We have clarified in the text that the experimental animals ranged in age from 3-6 mo, with comparisons being made between animals of approximately the same age. It would be quite laborious, although of course possible, to identify the age of each mouse used for every data point. Moreover, we did not observe a temporal progression of disease during this time frame. As shown in the data from the DSS experiment, both WT and STAT1 KO mice showed more severe colitis after DSS treatment, with heightened inflammation on the mutant background.

12. If the WT splenocytes did not have enough HSCs to survive in/reconstitute the recipients (Figure 2), how were the recipients able to survive until the end of the experiment?

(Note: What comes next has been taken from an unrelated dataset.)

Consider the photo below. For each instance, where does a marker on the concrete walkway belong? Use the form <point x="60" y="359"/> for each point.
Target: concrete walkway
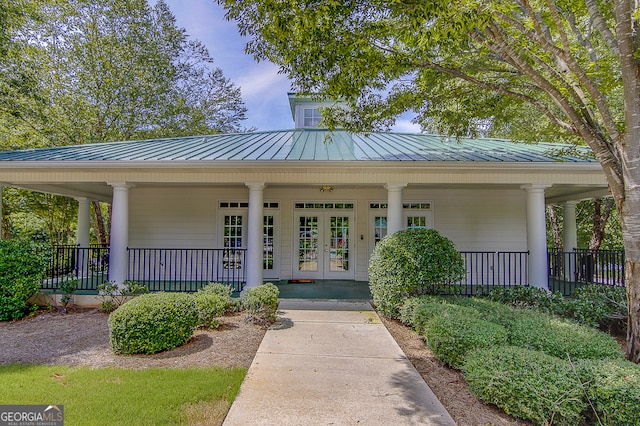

We thank the reviewers for requesting clarification on this point. As now more fully discussed, recipient mice were irradiated to ~LD80, such that the majority did not survive without transplantation. The few that survived displayed after transplantation with WT splenocytes displayed only recipient-derived leukocytes, which presumably was sufficient for survival. The goal of irradiation in this context is to create an available niche for engraftment of donor cells, not necessarily to eliminate all endogenous recipient cells, since the transplantations were syngeneic.

13. Please clearly state and address the similarities and differences with the previous Porpaczy et al. paper. Did they also observe a lack of disease in WT mice transplanted with STAT1 KO bone marrow? (if not, why not?) The Porpaczy et al. paper also showed that STAT1-deficient mice harbored malignant B cells which should have transferred with the bulk populations utilized in this study. Was this evident in the present study as well?

We have now more fully discussed a comparison of our results with those reported by Porpaczy et al. Both studies saw myeloid expansion in STAT1 KO mice that did not recur following transplantation of STAT1 KO bone marrow into WT recipients. A difference between the two studies is that Porpaczy et al. observed the emergence of malignant B cell clones, either following suppression of myelopoiesis or at extended times after transplantation. We have not reproduced those exact conditions. However, we also suspect that the B malignancy may relate to strain background differences (C57BL6 vs. Balb/c) and to the known susceptibility of Balb/c mice to B malignancies due to mutation of the p16INK4a tumor suppressor.